Barack_Obama]_Dreams_from_My_Father__A_Story_of_R

(Barré) #1

Terrific guy, Jack. He’d be interested in meeting a young man like you. Of course I’m a registered Democrat, but we
have to learn to work with whoever’s in power....”
On the spot he offered me the job, which involved organizing conferences on drugs, unemployment, housing.
Facilitating dialogue, he called it. I declined his generous offer, deciding I needed a job closer to the streets. I spent
three months working for a Ralph Nader offshoot up in Harlem, trying to convince the minority students at City
College about the importance of recycling. Then a week passing out flyers for an assemblyman’s race in Brooklyn-the
candidate lost and I never did get paid.
In six months I was broke, unemployed, eating soup from a can. In search of some inspiration, I went to hear Kwame
Touré, formerly Stokely Carmichael of SNCC and Black Power fame, speak at Columbia.
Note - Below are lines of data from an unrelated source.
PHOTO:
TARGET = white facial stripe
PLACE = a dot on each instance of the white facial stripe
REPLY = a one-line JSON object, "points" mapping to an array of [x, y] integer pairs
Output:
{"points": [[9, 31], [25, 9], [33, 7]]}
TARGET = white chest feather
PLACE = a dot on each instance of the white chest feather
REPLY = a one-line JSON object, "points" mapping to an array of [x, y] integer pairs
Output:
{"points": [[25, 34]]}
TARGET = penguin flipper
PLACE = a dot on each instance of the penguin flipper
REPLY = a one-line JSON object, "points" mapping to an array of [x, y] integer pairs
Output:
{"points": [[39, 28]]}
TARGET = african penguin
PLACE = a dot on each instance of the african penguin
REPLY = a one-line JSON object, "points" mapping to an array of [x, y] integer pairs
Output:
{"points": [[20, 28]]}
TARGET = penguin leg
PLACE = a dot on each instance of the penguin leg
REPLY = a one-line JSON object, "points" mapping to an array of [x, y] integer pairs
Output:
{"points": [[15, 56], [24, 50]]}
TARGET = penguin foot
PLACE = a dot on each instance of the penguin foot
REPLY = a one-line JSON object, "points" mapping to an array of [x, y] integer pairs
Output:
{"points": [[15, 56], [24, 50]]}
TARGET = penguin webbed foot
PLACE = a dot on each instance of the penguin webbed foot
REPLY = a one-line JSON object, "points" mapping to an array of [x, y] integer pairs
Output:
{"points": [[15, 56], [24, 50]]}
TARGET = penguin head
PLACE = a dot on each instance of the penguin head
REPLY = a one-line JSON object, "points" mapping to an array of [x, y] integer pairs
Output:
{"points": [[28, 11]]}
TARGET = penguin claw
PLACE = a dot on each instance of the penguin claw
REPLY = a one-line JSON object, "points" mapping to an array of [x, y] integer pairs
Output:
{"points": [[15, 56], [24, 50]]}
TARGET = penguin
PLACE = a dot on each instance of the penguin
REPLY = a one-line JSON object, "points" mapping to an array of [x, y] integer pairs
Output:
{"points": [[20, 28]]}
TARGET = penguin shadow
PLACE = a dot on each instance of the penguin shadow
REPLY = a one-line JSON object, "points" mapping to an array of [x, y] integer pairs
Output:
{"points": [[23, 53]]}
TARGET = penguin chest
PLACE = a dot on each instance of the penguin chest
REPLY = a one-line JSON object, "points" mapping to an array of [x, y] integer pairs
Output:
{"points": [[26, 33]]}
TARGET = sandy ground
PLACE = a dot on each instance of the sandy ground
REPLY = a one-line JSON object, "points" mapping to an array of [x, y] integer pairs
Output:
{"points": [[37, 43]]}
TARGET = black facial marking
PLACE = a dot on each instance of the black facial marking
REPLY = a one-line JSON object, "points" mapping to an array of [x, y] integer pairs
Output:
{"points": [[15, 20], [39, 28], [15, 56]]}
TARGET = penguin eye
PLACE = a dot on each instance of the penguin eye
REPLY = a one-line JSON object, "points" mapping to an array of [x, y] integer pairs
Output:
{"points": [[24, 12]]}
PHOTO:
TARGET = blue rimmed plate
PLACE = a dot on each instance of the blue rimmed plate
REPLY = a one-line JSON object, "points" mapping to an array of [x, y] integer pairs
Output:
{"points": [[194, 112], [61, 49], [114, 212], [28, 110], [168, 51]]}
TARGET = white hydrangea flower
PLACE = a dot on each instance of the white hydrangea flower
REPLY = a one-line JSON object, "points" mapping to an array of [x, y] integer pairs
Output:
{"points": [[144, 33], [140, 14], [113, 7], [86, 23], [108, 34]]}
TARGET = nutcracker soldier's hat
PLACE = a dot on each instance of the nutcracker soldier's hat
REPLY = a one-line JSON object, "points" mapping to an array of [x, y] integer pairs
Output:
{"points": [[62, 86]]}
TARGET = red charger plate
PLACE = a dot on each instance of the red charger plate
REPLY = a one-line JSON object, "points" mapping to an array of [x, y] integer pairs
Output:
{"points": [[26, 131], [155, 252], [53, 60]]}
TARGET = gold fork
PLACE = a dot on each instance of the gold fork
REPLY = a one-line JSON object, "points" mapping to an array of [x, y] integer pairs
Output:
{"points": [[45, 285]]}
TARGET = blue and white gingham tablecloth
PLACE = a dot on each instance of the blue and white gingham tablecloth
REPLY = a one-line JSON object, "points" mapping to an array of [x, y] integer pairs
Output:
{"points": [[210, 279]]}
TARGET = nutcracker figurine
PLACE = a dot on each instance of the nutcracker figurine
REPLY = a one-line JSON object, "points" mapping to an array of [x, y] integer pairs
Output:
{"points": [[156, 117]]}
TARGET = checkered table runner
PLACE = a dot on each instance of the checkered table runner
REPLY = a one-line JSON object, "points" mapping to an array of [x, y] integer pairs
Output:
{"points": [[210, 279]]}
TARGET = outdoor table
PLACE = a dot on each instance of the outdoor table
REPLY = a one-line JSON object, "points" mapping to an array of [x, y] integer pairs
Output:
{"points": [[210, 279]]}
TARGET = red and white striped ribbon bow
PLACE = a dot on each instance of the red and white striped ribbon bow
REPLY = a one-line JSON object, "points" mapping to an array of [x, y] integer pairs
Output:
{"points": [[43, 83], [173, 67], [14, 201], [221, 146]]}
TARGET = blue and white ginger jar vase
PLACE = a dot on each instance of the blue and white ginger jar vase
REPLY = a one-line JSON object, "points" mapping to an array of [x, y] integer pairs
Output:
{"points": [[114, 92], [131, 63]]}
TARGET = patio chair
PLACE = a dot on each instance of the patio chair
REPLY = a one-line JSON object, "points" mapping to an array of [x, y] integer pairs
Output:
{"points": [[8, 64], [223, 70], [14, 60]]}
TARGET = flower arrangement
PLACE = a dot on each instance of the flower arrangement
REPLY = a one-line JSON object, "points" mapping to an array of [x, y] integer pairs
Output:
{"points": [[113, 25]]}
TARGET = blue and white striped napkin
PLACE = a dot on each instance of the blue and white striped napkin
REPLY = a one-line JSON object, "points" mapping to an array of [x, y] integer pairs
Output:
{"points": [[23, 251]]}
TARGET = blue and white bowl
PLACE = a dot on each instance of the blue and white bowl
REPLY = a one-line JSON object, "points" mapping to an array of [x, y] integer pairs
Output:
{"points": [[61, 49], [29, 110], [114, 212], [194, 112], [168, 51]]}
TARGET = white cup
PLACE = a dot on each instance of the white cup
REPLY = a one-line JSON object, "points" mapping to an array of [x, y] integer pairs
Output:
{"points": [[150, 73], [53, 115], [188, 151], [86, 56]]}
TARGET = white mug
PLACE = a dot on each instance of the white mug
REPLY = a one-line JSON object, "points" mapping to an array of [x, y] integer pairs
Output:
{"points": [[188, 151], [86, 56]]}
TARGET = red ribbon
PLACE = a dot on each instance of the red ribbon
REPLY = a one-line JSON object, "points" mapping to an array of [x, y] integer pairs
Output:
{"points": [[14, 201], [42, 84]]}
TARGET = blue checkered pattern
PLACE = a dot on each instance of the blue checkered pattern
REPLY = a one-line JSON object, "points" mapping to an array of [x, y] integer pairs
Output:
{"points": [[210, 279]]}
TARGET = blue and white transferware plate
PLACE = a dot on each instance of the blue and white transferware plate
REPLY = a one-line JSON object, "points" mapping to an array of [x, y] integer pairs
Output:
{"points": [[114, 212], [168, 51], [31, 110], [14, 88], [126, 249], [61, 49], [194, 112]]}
At the entrance to the
auditorium, two women, one black, one Asian, were selling Marxist literature and arguing with each other about
Trotsky’s place in history. Inside, Touré was proposing a program to establish economic ties between Africa and
Harlem that would circumvent white capitalist imperialism. At the end of his remarks, a thin young woman with
glasses asked if such a program was practical given the state of African economies and the immediate needs facing
black Americans. Touré cut her off in midsentence. “It’s only the brainwashing that you’ve received that makes
it impractical, sister,” he said. His eyes glowed inward as he spoke, the eyes of a madman or a saint. The woman
remained standing for several minutes while she was upbraided for her bourgeois attitudes. People began to file out.
Outside the auditorium, the two Marxists were now shouting at the top of their lungs.
“Stalinist pig!”
“Reformist bitch!”
It was like a bad dream. I wandered down Broadway, imagining myself standing at the edge of the Lincoln Memorial
and looking out over an empty pavilion, debris scattering in the wind. The movement had died years ago, shattered into
a thousand fragments. Every path to change was well trodden, every strategy exhausted. And with each defeat, even
those with the best of intentions could end up further and further removed from the struggles of those they purported to
serve.
Or just plain crazy. I suddenly realized that I was talking to myself in the middle of the street. People on their way
home from work were cutting a small arc around me, and I thought I recognized a couple of Columbia classmates in the
crowd, their suit jackets thrown over their shoulders, carefully avoiding my glance.


I had all but given up on organizing when I received a call from Marty Kaufman. He explained that he’d started an
organizing drive in Chicago and was looking to hire a trainee. He’d be in New York the following week and suggested
that we meet at a coffee shop on Lexington.
His appearance didn’t inspire much confidence. He was a white man of medium height wearing a rumpled suit over a
pudgy frame. His face was heavy with two-day-old whiskers; behind a pair of thick, wire-rimmed glasses, his eyes
seemed set in a perpetual squint. As he rose from the booth to shake my hand, he spilled some tea on his shirt.
“So,” Marty said, dabbing the stain with a paper napkin. “Why does somebody from Hawaii want to be an organizer?”
I sat down and told him a little bit about myself.
“Hmmph.” He nodded, taking notes on a dog-eared legal pad. “You must be angry about something.”